For the past week or so, I have been getting quite a few emails and messages from people wanting to understand what “the Orthodox” think about the invasion of Ukraine.

That’s a massive question. In my experience, the Orthodox are praying for a ceasefire and negotiations, seeking a Ukraine that is militarily independent of the United States-European Union and, certainly, Vladimir Putin’s Moscow regime.

At this point, no one should be surprised that Orthodox leaders aligned with USA-EU and Turkey are releasing fierce statements against Putin’s arrogant and evil invasion of Ukraine. At the same time, no one should be surprised that Patriarch Kirill of Moscow has tried to call for peace, while avoiding any language that openly clashes with the autocrat next door. You end up with language such as:

As the Patriarch of All Russia and the primate of a Church whose flock is located in Russia, Ukraine, and other countries, I deeply empathize with everyone affected by this tragedy.

I call on all parties to the conflict to do everything possible to avoid civilian casualties. I appeal to the bishops, pastors, monastics, and laity to provide all possible assistance to all victims, including refugees and people left homeless and without means of livelihood.

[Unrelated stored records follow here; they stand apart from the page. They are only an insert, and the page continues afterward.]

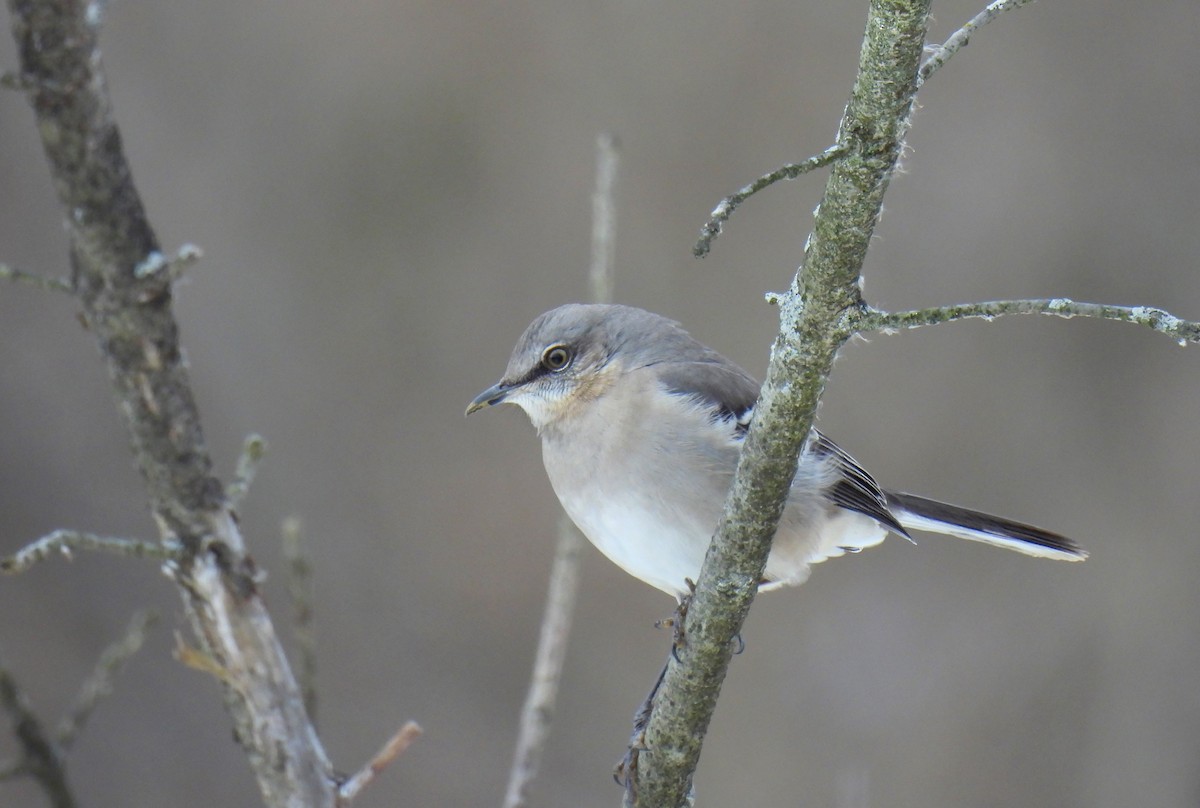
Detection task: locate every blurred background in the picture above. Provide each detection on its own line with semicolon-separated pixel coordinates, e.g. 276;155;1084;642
0;0;1200;808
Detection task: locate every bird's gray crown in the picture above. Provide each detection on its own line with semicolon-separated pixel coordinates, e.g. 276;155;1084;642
504;304;726;382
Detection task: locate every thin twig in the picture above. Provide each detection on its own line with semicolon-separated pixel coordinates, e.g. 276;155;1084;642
504;514;583;808
917;0;1033;89
856;298;1200;346
226;433;266;508
0;264;74;294
691;143;850;258
337;722;421;808
133;244;204;283
504;133;619;808
54;610;158;749
283;516;317;726
0;529;175;575
588;132;620;303
0;660;76;808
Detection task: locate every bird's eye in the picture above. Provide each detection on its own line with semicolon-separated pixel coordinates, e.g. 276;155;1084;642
541;345;571;373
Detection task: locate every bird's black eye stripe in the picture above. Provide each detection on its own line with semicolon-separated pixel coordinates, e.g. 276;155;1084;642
541;345;575;373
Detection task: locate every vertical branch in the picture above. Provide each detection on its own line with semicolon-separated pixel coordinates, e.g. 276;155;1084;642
625;0;930;808
504;133;618;808
8;0;335;807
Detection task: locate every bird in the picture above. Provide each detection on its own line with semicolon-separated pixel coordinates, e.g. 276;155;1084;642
466;304;1087;601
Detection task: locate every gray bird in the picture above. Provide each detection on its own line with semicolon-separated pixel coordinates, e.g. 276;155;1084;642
467;298;1087;598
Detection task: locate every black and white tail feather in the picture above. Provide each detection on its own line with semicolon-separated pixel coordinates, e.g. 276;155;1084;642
734;406;1087;561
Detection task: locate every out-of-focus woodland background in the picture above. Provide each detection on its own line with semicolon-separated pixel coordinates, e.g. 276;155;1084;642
0;0;1200;808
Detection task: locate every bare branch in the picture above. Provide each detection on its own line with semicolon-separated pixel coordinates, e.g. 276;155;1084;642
625;0;930;808
856;298;1200;346
0;264;74;294
691;143;850;258
8;0;336;807
504;133;619;808
504;514;583;808
337;722;421;808
588;132;620;303
226;433;266;508
0;529;176;575
54;611;158;749
917;0;1033;89
283;516;317;726
0;660;76;808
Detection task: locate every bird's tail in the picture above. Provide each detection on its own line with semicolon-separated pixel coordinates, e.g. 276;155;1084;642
887;491;1087;561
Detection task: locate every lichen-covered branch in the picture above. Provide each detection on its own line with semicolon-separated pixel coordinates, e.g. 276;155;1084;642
0;611;157;808
54;611;158;749
0;529;175;575
917;0;1033;88
8;0;336;808
854;298;1200;345
504;132;620;808
691;143;850;258
0;264;73;294
626;0;930;808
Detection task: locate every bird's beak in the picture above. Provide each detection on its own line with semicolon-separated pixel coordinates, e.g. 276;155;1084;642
464;382;512;415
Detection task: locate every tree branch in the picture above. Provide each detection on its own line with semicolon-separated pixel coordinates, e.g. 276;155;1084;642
917;0;1033;89
54;611;158;749
226;435;266;508
0;660;76;808
691;143;848;258
8;0;336;807
504;133;619;808
625;0;929;808
854;298;1200;346
0;264;74;294
337;722;422;808
283;516;317;726
0;529;176;575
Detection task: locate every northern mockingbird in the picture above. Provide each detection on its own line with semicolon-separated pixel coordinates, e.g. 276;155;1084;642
467;305;1087;598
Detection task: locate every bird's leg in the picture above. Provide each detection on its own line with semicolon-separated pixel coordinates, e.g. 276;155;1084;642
612;579;696;798
654;577;696;662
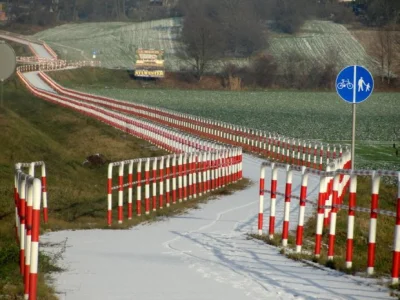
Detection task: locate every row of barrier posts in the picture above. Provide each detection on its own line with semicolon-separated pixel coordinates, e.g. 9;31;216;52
39;72;348;170
14;162;48;300
107;148;242;226
18;67;242;224
258;153;400;284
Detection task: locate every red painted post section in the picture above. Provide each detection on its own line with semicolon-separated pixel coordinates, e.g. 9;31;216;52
296;166;308;253
107;163;113;226
269;163;278;239
392;172;400;284
314;175;326;257
346;171;357;269
29;179;42;300
328;174;340;260
258;165;265;235
367;171;380;275
118;162;124;224
136;160;142;217
282;165;293;247
144;158;150;215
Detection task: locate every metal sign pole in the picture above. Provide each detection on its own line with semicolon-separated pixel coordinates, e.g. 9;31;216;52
351;103;356;170
336;65;374;170
0;80;4;107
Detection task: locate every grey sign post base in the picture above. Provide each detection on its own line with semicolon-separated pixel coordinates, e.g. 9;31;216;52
0;80;4;107
336;65;374;170
0;41;17;107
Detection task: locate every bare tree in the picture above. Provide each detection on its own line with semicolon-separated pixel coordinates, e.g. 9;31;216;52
375;26;399;84
181;0;225;80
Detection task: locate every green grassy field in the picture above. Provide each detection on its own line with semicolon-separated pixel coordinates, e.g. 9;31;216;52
49;69;400;170
0;78;248;299
34;18;377;71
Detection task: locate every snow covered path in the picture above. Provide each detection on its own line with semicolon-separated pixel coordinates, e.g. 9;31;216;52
41;155;393;300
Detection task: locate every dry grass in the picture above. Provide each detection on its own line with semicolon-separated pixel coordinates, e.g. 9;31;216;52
0;78;247;300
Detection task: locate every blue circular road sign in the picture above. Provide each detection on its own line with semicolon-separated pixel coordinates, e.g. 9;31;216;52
336;66;374;104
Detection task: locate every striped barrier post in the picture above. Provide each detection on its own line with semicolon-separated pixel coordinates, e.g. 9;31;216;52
172;154;176;204
29;179;42;300
282;165;293;247
367;171;380;275
328;174;340;260
136;160;142;217
107;164;113;226
151;159;157;211
346;170;357;269
269;163;278;239
118;162;124;224
144;158;150;215
258;165;265;235
128;161;133;220
165;156;171;207
14;162;43;300
296;166;308;253
314;174;326;258
158;156;164;209
178;153;183;202
182;153;188;201
392;172;400;284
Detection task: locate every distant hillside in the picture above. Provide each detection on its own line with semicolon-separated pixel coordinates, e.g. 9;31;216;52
34;18;376;74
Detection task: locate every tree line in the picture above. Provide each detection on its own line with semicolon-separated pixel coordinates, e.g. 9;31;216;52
6;0;400;86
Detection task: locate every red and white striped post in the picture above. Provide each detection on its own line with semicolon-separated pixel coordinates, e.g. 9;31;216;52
29;178;42;300
14;171;21;241
188;152;193;199
118;162;124;224
182;153;188;201
144;158;150;215
282;165;293;247
178;153;183;202
172;154;176;204
258;165;265;235
197;152;203;196
321;164;333;226
202;152;208;194
24;179;33;299
158;156;164;209
192;153;198;198
41;163;49;223
128;161;133;220
314;174;326;258
18;177;26;275
205;150;211;193
165;156;171;207
296;166;308;253
346;170;357;269
107;163;113;226
269;163;278;239
208;153;215;191
367;171;381;275
151;158;158;211
328;174;340;260
392;172;400;284
136;160;142;217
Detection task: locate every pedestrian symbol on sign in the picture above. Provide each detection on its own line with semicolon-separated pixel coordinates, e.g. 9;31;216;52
336;66;374;103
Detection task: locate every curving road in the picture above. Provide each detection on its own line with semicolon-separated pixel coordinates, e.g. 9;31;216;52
10;35;393;300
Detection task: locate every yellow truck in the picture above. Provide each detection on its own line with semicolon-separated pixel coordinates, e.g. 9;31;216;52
134;49;165;78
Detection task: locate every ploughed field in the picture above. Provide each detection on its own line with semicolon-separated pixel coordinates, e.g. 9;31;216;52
66;86;400;170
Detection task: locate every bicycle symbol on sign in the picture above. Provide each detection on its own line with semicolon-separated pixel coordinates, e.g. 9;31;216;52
337;79;353;90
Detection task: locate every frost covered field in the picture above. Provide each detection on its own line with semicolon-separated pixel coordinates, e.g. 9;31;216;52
35;18;180;68
74;87;400;170
34;19;374;70
79;87;400;141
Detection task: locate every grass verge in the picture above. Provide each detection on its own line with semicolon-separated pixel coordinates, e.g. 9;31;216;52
250;177;398;288
0;77;248;299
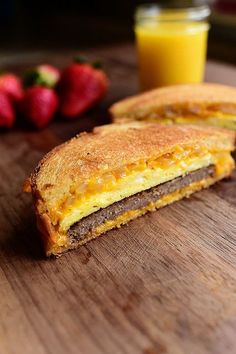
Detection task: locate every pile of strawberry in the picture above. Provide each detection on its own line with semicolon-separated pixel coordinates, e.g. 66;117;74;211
0;58;108;128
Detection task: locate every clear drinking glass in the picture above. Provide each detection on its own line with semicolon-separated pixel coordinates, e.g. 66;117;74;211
135;4;210;90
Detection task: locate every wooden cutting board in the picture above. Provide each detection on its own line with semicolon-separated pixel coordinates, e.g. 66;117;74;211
0;46;236;354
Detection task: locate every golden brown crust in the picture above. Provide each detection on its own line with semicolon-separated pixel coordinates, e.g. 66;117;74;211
110;83;236;122
24;122;235;253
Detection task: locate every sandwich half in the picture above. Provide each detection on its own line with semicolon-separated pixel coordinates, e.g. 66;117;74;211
24;122;235;256
110;83;236;130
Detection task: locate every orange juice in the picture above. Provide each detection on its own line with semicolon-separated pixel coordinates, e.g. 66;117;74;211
135;5;209;90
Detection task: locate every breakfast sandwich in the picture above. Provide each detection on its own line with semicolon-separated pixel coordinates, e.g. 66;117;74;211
24;122;235;256
110;83;236;130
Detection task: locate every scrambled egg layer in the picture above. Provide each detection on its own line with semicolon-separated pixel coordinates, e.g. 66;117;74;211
59;144;233;232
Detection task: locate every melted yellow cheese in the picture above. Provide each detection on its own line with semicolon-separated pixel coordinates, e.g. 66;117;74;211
147;113;236;130
59;151;232;232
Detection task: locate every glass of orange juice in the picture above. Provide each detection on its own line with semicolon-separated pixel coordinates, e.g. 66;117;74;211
135;2;210;90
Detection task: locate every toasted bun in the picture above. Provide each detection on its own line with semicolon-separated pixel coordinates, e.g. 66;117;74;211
25;122;235;254
110;83;236;122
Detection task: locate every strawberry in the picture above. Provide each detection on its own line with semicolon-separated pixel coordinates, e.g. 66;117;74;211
0;90;15;128
0;73;23;102
58;63;108;118
20;86;58;128
24;64;60;88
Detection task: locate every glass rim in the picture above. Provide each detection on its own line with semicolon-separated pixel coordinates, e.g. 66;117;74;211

The Russian and Ukrainian peoples have a common centuries-old history dating back to the Baptism of Rus’ by Prince St. Vladimir the Equal-to-the-Apostles. I believe that this God-given affinity will help overcome the divisions and disagreements that have arisen that have led to the current conflict.

Note this meek language — “I call on all parties to the conflict to do everything possible to avoid civilian casualties” — that still manages to condemn the current actions of Russia’s leaders.

Anyone seeking the “Orthodox mind” on this matter needs to remember that Eastern Orthodoxy, no matter what Western media think, has no pope and that its (I should candidly say “our”) conciliar approach to settling disputes moves very slowly, with good cause.